2. Çocuğun bulunduğu yerde dedikodu olmaz. Çünkü herkes çocukla meşgul olur,
oyalanır ve dedikoduya fırsat bulamaz.
Çocuğun yediği helâl, giydiği haram.
Çocuğun sağlıklı, dinç ve güçlü olması için iyi beslenmeye ihtiyacı vardır. İyi
beslenmeyen çocuk kimi hastalıkların pençesine kolayca düşebilir ve sağlıklı bir
gelişim gösteremez. Bu bakımdan onun gelişip büyümesi, iyi beslenmesi için ne
kadar para harcansa yerindedir. Ancak giyim için yapılan hesapsız harcamalar
doğru değildir. Çocuk giydiği elbisenin kıymetini bilemez, hor kullanır,
kirletir ve paralar. Ayrıca gittikçe büyüdüğü için bugün kullandığını yarın da
kullanamaz. Bu sebeple gerekli olan dışında çocuğu pek pahalı giysilerle
donatmak yanlıştır.
Çocuk büyütmek taş kemirmek.
Çocuk büyütmek büyük fedakârlık ister. Çünkü anne_baba çocuğu büyütmek için
türlü zahmetler çeker, büyük emek verirler. Gerek yeme ve içmeleri, gerek
eğitimleri için ellerinden geleni yapıp olmadık zorluklara katlanırlar.

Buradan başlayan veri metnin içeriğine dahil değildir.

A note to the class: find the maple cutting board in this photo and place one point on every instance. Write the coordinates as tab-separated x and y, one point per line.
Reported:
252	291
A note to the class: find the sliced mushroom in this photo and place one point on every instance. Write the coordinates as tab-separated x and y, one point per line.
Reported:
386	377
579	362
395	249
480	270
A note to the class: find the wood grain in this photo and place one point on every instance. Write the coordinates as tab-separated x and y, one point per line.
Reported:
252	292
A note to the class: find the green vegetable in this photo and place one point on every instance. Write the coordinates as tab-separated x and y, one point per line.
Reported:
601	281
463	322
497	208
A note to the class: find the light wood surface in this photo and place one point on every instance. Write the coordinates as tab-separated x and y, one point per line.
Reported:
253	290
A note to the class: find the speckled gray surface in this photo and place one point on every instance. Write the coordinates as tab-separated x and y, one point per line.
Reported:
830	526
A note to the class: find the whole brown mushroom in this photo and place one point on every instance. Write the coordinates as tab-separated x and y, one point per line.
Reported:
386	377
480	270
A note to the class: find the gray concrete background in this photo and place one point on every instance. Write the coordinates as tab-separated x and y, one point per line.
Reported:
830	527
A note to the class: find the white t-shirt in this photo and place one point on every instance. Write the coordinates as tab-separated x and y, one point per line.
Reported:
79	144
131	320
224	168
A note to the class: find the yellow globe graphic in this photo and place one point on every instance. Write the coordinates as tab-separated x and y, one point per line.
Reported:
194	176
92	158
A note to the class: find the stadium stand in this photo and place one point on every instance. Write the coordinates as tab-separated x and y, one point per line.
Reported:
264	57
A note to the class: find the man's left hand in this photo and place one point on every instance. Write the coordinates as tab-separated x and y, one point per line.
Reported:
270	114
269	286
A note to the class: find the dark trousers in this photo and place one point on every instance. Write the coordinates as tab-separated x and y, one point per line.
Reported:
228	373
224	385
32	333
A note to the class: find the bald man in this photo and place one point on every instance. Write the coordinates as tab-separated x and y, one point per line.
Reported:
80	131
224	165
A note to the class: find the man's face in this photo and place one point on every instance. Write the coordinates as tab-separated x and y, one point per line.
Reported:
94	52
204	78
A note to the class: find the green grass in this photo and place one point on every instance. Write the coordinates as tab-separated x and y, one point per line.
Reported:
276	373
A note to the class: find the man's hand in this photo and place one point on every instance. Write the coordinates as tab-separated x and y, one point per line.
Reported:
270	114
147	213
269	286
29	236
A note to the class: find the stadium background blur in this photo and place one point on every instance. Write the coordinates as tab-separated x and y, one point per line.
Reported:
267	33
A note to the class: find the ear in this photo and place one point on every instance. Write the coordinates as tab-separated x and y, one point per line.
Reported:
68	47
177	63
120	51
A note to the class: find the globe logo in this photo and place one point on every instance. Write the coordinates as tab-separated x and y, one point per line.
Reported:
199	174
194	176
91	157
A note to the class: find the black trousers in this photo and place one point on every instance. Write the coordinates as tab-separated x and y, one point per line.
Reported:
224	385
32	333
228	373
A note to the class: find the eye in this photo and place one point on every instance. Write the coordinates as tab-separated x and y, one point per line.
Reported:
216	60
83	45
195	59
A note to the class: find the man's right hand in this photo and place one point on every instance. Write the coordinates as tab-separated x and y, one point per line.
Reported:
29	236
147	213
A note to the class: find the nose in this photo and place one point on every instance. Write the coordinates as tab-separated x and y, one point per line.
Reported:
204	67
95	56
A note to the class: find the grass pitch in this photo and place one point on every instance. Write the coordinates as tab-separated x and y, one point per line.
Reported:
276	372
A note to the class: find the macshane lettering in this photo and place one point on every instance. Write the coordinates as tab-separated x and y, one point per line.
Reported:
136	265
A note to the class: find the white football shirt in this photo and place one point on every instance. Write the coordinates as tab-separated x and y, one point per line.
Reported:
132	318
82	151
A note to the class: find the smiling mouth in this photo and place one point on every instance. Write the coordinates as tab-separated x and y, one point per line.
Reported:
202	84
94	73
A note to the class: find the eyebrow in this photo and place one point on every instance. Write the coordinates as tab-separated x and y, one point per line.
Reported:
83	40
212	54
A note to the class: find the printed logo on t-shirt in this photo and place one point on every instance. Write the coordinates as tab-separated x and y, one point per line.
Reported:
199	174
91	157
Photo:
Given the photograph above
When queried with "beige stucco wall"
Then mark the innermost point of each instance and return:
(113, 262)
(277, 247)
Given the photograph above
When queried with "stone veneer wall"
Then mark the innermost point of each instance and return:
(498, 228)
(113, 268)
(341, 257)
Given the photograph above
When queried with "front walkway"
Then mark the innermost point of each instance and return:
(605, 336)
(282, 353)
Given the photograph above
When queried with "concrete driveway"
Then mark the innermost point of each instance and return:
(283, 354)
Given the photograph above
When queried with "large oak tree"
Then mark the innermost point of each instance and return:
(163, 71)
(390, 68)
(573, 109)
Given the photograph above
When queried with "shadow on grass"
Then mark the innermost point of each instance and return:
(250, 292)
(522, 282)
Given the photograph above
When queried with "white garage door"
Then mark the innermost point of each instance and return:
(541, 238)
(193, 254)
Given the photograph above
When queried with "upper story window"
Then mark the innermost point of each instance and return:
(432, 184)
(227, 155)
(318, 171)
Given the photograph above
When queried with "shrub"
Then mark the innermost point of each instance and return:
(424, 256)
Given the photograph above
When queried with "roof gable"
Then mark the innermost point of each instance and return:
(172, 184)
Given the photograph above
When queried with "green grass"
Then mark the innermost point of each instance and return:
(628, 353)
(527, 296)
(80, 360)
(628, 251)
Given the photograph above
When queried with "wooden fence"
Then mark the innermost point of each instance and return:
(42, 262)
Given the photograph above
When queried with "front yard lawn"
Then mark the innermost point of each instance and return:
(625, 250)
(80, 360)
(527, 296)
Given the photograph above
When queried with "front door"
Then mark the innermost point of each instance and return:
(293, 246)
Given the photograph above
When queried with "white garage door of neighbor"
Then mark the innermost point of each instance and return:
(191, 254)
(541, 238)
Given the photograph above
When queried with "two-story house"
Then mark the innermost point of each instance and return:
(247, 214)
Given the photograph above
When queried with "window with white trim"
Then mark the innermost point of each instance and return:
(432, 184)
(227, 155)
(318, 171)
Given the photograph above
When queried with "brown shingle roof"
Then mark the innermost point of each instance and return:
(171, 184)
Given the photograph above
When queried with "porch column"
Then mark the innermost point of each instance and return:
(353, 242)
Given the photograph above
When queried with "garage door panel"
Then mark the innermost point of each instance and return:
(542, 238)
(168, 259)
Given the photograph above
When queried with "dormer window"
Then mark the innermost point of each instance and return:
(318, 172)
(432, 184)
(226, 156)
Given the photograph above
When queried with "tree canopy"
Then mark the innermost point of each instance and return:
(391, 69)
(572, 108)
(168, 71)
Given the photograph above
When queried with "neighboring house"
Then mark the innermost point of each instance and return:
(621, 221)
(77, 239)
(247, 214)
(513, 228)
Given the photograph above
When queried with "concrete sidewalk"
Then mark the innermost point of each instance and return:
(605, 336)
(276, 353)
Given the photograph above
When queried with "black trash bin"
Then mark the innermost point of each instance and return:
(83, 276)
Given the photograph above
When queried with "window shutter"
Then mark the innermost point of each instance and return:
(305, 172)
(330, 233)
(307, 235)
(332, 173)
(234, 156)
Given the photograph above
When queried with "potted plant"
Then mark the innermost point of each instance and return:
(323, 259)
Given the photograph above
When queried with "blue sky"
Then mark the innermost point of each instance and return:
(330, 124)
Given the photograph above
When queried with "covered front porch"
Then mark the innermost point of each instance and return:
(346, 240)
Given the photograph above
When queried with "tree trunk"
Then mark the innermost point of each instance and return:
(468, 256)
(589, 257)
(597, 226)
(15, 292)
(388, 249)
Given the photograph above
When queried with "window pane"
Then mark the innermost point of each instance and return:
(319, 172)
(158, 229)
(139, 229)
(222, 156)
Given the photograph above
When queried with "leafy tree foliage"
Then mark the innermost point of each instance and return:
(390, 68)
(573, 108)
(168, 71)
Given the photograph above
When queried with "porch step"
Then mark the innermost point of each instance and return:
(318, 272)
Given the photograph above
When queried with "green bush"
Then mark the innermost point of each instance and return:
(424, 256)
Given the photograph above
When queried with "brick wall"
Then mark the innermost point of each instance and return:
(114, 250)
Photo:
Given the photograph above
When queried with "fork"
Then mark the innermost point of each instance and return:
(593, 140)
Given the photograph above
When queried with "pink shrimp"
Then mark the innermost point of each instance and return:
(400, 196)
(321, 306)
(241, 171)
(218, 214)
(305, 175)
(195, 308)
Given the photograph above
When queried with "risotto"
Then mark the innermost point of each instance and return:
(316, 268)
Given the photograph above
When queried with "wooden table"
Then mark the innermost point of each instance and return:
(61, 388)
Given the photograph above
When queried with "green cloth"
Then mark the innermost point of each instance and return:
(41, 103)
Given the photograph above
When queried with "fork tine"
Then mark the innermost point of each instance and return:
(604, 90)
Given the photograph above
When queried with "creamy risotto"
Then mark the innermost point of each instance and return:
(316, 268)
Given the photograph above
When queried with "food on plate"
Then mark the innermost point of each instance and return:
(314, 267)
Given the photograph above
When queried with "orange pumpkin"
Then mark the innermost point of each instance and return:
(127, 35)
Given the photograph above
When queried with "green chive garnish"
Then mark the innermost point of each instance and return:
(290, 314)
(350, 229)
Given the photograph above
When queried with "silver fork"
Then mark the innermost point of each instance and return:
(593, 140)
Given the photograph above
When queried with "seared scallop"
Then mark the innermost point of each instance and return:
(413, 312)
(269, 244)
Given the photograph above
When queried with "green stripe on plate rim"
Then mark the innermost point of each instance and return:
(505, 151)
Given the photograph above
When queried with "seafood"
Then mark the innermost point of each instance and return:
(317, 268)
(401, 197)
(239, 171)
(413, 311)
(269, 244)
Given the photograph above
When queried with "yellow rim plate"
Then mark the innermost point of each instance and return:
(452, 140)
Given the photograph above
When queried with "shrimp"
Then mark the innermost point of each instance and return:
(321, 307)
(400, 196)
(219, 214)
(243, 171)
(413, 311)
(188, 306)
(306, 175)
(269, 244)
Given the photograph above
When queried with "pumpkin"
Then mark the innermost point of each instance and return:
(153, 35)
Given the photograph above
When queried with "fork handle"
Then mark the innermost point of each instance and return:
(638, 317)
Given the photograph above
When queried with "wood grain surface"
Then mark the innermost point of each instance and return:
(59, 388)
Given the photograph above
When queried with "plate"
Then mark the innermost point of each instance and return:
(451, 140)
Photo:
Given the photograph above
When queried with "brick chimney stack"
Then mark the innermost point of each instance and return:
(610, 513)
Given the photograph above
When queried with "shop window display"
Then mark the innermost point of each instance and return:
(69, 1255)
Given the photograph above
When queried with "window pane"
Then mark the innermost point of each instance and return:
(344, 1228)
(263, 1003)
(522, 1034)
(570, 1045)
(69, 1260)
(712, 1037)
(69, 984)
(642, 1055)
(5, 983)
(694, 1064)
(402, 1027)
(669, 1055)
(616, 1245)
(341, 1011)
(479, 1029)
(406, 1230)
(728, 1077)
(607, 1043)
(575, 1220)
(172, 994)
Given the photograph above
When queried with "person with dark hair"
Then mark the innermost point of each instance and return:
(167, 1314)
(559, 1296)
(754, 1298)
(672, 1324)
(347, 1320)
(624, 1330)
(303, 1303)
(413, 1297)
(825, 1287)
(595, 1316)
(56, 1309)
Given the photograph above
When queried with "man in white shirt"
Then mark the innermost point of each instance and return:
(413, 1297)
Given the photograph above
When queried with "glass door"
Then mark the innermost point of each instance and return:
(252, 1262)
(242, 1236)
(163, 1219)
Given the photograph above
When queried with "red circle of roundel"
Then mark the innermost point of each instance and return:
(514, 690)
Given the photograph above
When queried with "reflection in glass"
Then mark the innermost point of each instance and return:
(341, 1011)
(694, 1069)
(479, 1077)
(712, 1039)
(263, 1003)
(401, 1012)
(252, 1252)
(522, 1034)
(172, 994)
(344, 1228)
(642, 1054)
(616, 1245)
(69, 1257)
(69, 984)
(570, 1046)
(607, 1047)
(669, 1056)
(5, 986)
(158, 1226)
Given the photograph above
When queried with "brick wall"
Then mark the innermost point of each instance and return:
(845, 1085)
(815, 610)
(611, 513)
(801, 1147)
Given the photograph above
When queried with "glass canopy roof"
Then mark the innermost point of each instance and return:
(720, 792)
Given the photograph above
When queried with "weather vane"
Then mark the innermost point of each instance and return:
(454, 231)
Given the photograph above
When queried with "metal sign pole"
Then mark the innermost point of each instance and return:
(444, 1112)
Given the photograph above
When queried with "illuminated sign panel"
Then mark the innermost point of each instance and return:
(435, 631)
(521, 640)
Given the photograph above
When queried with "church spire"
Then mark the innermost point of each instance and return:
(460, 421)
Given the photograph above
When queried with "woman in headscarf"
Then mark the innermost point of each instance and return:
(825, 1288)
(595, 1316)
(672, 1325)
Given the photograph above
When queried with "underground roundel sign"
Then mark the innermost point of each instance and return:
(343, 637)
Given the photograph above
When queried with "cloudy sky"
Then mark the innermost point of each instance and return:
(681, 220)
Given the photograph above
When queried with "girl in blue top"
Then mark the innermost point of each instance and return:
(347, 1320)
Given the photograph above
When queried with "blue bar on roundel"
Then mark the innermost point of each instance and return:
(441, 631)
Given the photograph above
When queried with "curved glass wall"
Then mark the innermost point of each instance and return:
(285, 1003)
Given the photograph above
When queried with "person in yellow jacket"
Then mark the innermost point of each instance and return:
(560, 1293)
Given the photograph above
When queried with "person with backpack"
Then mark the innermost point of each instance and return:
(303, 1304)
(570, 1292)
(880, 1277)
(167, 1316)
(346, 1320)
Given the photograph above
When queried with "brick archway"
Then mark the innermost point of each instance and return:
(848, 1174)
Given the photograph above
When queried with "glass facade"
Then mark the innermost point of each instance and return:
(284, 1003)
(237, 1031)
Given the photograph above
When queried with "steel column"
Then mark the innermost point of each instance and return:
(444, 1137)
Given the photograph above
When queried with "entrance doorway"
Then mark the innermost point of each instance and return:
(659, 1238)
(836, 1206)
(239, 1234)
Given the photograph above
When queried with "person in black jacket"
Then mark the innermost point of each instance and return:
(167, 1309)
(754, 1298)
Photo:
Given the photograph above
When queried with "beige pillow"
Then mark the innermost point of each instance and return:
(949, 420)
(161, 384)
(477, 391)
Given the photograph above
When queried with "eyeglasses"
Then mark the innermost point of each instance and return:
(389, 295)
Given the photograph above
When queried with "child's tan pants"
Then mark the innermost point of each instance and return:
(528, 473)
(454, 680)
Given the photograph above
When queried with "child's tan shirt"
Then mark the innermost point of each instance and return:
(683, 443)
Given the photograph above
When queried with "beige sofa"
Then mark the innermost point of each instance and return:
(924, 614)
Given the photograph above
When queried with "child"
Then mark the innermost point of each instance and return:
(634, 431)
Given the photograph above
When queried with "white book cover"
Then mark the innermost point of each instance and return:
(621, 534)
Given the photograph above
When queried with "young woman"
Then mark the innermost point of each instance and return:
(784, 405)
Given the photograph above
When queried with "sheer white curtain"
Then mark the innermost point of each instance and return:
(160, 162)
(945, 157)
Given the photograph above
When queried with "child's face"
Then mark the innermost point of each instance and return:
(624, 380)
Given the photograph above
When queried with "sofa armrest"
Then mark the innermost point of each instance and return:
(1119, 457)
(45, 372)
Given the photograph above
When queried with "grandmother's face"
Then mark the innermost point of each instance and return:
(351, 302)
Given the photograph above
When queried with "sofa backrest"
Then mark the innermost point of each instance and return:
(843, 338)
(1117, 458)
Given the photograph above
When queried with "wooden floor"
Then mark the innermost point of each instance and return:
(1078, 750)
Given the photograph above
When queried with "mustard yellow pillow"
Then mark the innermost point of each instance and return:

Çocuk doğmadan kaftan biçilmez.
Bir iş henüz ortaya çıkmadan, bir neticeye varmadan kimi hazırlıklara girişmek,
onun hakkında yorum yapmak yanlıştır. Önce iş ya da olay netleşmeli, ne olup
olmadığı anlaşılmalı, sonra hazırlık yapılmalıdır.
Çocuk düşe kalka büyür.
Hemen her çocuk emeklemeye, yürümeye başladığı zamanda sık sık düşüp şurasını ya
da burasını incitebilir. Bu durum son derece doğaldır. Anne_baba bunun için
kaygı duymamalıdır.
Çocuktan al haberi.
1. Çocuk gizlilik kavramından haberdar değildir. Dolayısıyla duyduğu şeyi
kolayca başkalarına söyleyebilir. Bunun yanlış olduğunu da düşünemez. Bu sebeple
başkasının duyması istenmeyen, sır olarak kalması gereken şeyleri çocuğun
yanında konuşmaktan kaçınılmalıdır. 2. Çocuklar yaşları gereği yalan dolan nedir
pek bilmezler. Kendilerine sorulan bir şeyi, bildikleri ve tanık oldukları bir
olayı, duydukları bir sözü olduğu gibi anlattıkları, çarpıtmadıkları için
haberin doğrusu çocuklardan alınır.
Çoğu zarar, azı karar.
Her şeyin bir ölçüsü ve bir sınırı vardır. Bunları ihlâl eden, aşan, aşırıya
kaçan insan zararla karşılaşır. Böyle bir sonuçla karşılaşmamak için en uygun
ölçü olan "karar" sınırında kalınmalı, öteye gidilmemelidir.
Çok arpa atı çatlatır.
At arpayı çok sever ama ölçüyü kaçırıp da gereğinden fazla yerse zararını hemen
görür. Bunun gibi her işte de bir ölçü vardır, ölçüyü kaçırıp işte aşırı gitmek
zararımıza olur.
Çok bilen çok yanılır.
Bir insan çok bilgi sahibi olabilir. Ama bu demek değildir ki her şeyin
mahiyetini biliyor. Onun da bilmediği, inceliğini kavramadığı pek çok şey
vardır. Bu bakımdan bilgisi sebebiyle bir insan kendisine güvenip öyle olur
olmaz şeylere karışmamalıdır. Yoksa yaptığı bir hareket, söylediği bir söz, fark
etmediği bir durum onu yanılgıya düşürüp zor durumda bırakabilir.
Çok gezen çok bilir.
Bilgi edinmenin çeşitli yolları vardır. Bunlardan biri de gezip görerek
öğrenmedir. İnsanlar gezdikleri yerlerde gördükleriyle ilgili pek çok bilgi
edinirler. Ne kadar çok yer gezerlerse, bilgileri de o kadar çok artar; bu
yolla, bildikleri üzerine bilgi katarlar, bilgi dağarcıklarını zengin kılarlar.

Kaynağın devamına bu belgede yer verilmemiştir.